Go, Igo, Weiqi, Baduk Go, Igo, Weiqi, Baduk. Kaz's original Igo-advice & fundamentals of Igo: The relations between Go and gymnastics.

The relations between Go and gymnastics.

The relations between Go and gymnastics.

( There are some sloppy English mistakes.
Please forgive me.)

On my blog and facebook I always emphasize how
important it is to build a strong basic foundation
and how important it is to practice repeatedly.
Here's another example.

Once I saw a very interesting TV program about
Japan's top gymnasts.

In the 2004 Olympic Games in Athens the Japanese
male gymnastics team in the all around event won
the gold medal for the first time since 1976.

The Japanese male gymnastics team was once the best,
surpassing the former Soviet Union.

In 1952 the Soviet Union male team in the all
around event won the gold medal.

In 1956 the Soviet Union male team in the all
around event won the gold medal, and the Japanese
team got the silver.

In 1960 The Japanese male team in the all around
event won the gold medal, and the Soviet Union got
the silver.

In 1964, 1968, 1972, and 1976 it was the same result.
So the Japanese team was the number one for many years.

After that, the Japanese team couldn't win the gold
medal anymore. They got the Bronze only twice.
The Soviet Union kept winning the gold medal repeatedly.

Then some Japanese gymnastics instructors, who are
former Olympic medalists, went to the former Soviet
Union and learned about how the Soviet team trained
in children.

They trained children in the basic movements over and
over again it seemed like forever. When the Japanese
team kept winning the gold medal, they stopped this
endless basic training method.

In fact the former Soviet Union team learned this
from Japan after they lost out to Japan in the Olympics
for several times.

The Soviet team visited Japan and learned about how
the Japanese team was training in children.

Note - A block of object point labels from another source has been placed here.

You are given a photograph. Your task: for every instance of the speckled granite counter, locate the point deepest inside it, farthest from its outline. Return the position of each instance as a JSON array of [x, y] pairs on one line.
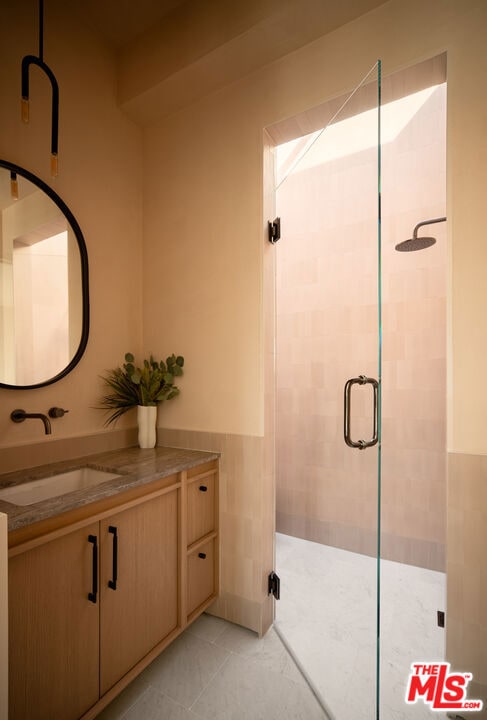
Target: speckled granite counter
[[135, 466]]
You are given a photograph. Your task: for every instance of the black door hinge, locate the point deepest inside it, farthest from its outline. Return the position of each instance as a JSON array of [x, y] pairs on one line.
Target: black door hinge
[[274, 585], [274, 230]]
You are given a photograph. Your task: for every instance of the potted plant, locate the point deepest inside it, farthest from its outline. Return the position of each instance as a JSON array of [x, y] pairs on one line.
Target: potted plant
[[142, 387]]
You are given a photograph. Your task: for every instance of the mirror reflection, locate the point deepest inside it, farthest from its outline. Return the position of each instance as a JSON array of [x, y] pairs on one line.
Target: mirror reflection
[[43, 283]]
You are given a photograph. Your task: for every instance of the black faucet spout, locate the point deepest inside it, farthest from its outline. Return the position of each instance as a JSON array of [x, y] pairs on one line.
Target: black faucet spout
[[21, 415]]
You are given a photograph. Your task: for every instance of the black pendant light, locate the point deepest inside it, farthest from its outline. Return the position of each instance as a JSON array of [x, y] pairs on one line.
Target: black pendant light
[[27, 61]]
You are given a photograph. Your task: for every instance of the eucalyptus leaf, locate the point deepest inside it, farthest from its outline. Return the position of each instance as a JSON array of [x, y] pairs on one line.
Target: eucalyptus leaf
[[130, 385]]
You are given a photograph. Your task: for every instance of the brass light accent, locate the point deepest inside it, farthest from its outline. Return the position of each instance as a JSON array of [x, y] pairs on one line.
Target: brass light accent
[[14, 185], [27, 61]]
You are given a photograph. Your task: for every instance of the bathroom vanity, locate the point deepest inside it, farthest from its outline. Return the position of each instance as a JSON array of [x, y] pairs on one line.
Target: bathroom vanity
[[103, 578]]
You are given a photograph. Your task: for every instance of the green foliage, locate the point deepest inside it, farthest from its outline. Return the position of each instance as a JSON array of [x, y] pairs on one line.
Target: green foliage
[[130, 385]]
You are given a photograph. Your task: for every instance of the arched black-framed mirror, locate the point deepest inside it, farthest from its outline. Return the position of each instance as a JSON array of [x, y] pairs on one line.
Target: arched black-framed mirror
[[44, 293]]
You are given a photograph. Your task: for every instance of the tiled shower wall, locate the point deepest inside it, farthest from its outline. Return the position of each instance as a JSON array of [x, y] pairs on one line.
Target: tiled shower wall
[[327, 330]]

And the Soviet team started training in their students
the exact same way; eventually they started winning
the gold medals again.

So the Japanese team went back and started teaching
children an old-fashioned way, and after some years,
their efforts paid off.

In the 2000 summer Olympics the Japanese male gymnast
team won the gold medal again. In the 2004 Olympics
they won the silver.

Moreover, Kohei Uchimura, Japan's best gymnast, won
all-around finals in the 2011 World Championships
in Tokyo, Japan.

This was his third All Around World Championships win;
he is the first person in history to achieve this.

I read somewhere that in South Korea children have to
solve so many basic problems repeatedly. So I think
there are similarities about Go and gymnastics.
(If I'm wrong, please correct me... Thanks. )

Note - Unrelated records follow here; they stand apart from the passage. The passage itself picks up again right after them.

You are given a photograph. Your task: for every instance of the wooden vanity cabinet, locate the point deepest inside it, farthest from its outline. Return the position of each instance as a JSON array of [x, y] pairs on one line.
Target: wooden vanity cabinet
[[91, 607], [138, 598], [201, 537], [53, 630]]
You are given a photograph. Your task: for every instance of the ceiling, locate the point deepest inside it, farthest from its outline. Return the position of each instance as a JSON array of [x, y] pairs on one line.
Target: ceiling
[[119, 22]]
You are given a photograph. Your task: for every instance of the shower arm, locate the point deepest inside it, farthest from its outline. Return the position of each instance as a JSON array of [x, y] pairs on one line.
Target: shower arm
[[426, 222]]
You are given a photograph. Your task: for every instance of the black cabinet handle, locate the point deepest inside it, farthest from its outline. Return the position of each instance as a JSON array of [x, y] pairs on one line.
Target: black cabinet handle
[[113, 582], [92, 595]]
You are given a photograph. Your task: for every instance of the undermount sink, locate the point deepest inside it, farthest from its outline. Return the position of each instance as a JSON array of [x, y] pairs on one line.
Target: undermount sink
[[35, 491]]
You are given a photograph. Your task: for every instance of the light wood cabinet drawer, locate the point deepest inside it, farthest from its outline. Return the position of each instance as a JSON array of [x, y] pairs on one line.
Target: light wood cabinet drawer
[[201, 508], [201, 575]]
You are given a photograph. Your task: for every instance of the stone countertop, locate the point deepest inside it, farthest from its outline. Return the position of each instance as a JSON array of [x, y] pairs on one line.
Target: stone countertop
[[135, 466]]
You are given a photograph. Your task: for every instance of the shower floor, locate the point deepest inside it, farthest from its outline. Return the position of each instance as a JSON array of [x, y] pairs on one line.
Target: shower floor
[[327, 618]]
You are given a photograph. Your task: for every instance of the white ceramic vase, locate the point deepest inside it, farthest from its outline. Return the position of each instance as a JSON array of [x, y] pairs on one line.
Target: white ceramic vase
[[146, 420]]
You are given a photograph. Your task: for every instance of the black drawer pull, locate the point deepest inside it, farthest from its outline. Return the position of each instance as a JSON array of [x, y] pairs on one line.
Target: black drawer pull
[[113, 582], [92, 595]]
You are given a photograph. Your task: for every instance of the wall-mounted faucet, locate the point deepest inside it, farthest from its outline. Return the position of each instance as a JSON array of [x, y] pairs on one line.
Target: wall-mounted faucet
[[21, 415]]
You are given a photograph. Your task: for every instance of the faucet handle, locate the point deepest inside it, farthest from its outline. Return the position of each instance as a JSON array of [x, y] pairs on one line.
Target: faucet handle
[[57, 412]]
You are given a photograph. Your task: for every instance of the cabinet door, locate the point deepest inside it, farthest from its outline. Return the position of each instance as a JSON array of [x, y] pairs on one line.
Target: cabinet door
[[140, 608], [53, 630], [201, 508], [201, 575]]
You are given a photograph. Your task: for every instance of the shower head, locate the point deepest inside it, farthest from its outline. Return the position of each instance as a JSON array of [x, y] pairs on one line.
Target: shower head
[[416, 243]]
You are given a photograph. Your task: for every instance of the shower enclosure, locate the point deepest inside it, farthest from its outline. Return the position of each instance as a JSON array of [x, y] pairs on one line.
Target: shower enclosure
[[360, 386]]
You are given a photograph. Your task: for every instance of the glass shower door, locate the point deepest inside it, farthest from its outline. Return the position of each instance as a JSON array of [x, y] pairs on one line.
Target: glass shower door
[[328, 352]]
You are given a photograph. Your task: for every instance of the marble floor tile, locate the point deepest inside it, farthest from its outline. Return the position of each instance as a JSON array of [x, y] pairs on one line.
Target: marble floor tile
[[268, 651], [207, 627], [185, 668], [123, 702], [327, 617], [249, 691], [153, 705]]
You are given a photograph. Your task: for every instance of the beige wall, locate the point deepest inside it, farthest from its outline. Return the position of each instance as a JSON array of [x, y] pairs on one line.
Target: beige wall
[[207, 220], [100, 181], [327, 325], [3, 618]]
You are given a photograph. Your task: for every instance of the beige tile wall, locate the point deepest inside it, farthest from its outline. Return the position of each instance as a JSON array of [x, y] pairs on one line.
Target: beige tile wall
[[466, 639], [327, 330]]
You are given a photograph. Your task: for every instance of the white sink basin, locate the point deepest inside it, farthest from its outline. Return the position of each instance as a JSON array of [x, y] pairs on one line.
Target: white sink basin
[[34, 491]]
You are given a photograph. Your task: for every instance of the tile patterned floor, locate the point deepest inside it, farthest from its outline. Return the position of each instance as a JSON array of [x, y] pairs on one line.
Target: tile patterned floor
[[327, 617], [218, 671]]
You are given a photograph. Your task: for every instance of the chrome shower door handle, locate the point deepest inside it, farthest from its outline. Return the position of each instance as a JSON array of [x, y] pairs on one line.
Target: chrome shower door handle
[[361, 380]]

When it comes to adult Go players, I also think it
is important to practice basics repeatedly because
unlike children it takes adults a long time to learn basics.

Go is one of the most difficult games, and you have
so many things to learn such as the opening, middle game,
the endgame, tesuji, and life-and-death, shape, invasion,
attack, defense, moyo, etc. It takes a long time to learn
each of them. Without learning the basics, it’s not easy
to become strong.

But when it comes to Go, some people don’t seem to care
about learning basics. Instead they keep playing…

When I think of the Olympic gymnastics, if you have 3-hour
free time, it seems like a good idea to study at least
2 hours to learn Go basics.

(When it comes to a tournament or the Go Congress,
it’s different. It’s a great to opportunity to play
many serious and casual games. You have the opportunity
to meet and make lots of Go friends and play with many
players. It happens only once a year! Please don’t miss it!)